Here’s the newly added recent_transactions() method that returns the most recent transaction. Note, a condition that checks that the list has at least one element is included to prevent an exception from occurring if an item is popped from an empty list. Below is the method for that:

def recent_transactions(self):
    if len(self.transactions) < 1:
        return None
    else:
        return self.transactions.pop()

Below is the completed code for the BankAccount class with a couple of added simple methods that returns the values of some methods:


###############################################################
#
# A simple class to introduce object oriented
# programming in python. Models a bank account class.
# By Doug Purcell
# Owner of www.purcellconsult.com
#
#################################################################

class BankAccount:
    """A class example in python that models a bank account"""
    def __init__(self, first_name, last_name, account_num, balance=0):
        self.first_name = first_name
        self.last_name = last_name
        self.account_num = account_num
        self.balance = balance
        self.transactions = []
    def deposit(self, amount):
        self.balance += amount
        self.transactions.append(+amount)
        return amount
    def withdrawal(self, amount, limit=500):
        if self.balance - amount > 0 and amount <= limit:
            self.balance -= amount
            self.transactions.append(-amount)
            return amount
        else:
            return 'Your withdrawal amount is ${} which exceeds your account limit!
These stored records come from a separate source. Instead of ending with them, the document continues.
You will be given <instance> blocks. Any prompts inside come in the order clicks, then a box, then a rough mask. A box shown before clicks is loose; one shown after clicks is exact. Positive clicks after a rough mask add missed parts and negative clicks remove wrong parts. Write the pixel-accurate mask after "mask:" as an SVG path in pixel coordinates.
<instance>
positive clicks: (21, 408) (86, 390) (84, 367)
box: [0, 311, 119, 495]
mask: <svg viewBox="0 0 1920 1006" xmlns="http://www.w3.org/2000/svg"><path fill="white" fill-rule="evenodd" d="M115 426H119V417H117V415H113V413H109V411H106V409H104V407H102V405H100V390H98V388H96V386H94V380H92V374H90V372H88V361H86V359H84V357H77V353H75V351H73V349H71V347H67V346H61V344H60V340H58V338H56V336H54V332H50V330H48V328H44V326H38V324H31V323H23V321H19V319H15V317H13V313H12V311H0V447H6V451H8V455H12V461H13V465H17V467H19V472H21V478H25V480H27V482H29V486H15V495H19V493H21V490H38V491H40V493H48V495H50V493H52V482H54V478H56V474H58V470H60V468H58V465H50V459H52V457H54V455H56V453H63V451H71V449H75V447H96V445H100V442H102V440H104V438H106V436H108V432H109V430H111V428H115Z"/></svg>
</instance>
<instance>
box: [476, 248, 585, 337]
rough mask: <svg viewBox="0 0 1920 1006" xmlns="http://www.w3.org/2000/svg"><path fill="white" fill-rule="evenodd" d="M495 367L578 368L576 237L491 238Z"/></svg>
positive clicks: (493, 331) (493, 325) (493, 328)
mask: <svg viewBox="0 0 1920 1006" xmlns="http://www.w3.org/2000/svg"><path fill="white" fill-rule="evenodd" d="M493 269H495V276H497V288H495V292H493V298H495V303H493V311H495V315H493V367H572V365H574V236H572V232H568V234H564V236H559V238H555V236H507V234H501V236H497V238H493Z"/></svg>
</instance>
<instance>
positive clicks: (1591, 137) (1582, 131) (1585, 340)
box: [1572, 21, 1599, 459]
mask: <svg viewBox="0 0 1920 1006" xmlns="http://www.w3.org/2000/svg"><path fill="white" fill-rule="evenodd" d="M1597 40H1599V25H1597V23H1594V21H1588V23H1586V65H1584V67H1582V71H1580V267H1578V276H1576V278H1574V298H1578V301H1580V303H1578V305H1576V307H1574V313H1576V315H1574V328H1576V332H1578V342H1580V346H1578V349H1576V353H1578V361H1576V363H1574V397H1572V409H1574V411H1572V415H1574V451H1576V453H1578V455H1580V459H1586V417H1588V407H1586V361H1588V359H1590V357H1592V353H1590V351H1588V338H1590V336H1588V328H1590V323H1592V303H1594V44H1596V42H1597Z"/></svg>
You have:' \
                   '\n${}. Your withdrawal limit is {}'.format(amount, self.balance, limit)
    def get_first_name(self):
        return self.first_name
    def get_last_name(self):
        return self.last_name
    def get_account_num(self):
        return self.account_num
    def get_balance(self):
        return self.balance
    def recent_transactions(self):
        if len(self.transactions) < 1:
            return None
        else:
            return self.transactions.pop()
a = BankAccount('Doug', 'Purcell', 3628902828)
print('first name =', a.get_first_name())
print('last name =', a.get_last_name())
print('account number =', a.get_account_num())
print('account balance =', a.get_balance())
print('deposit =', a.deposit(20))
print('recent transaction is:', a.recent_transactions())
print('account balance =', a.get_balance())
print('withdrawal =', a.withdrawal(50))
print('recent transaction is =', a.recent_transactions())
print('account balance =', a.get_balance())
print('deposit =', a.deposit(500))
print('withdrawal =', a.withdrawal(891))
print('recent transaction is =', a.recent_transactions())
print('withdrawal =', a.withdrawal(49))
print('recent transaction is =', a.recent_transactions())
first name = Doug
last name = Purcell
account number = 3628902828
account balance = 0
deposit = 20
recent transaction is: 20
account balance = 20
withdrawal = Your withdrawal amount is $50 which exceeds your account limit! You have:
$20. Your withdrawal limit is 500
recent transaction is = None
account balance = 20
deposit = 500
withdrawal = Your withdrawal amount is $891 which exceeds your account limit! You have:
$520. Your withdrawal limit is 500
recent transaction is = 500
withdrawal = 49
recent transaction is = -49

Note, to use a method you must first create an instance of a class. Then, once the instance is created you can use that instance to call the method. If the class has an __init__() method like in this case, then when you call the method you must pass in the required arguments.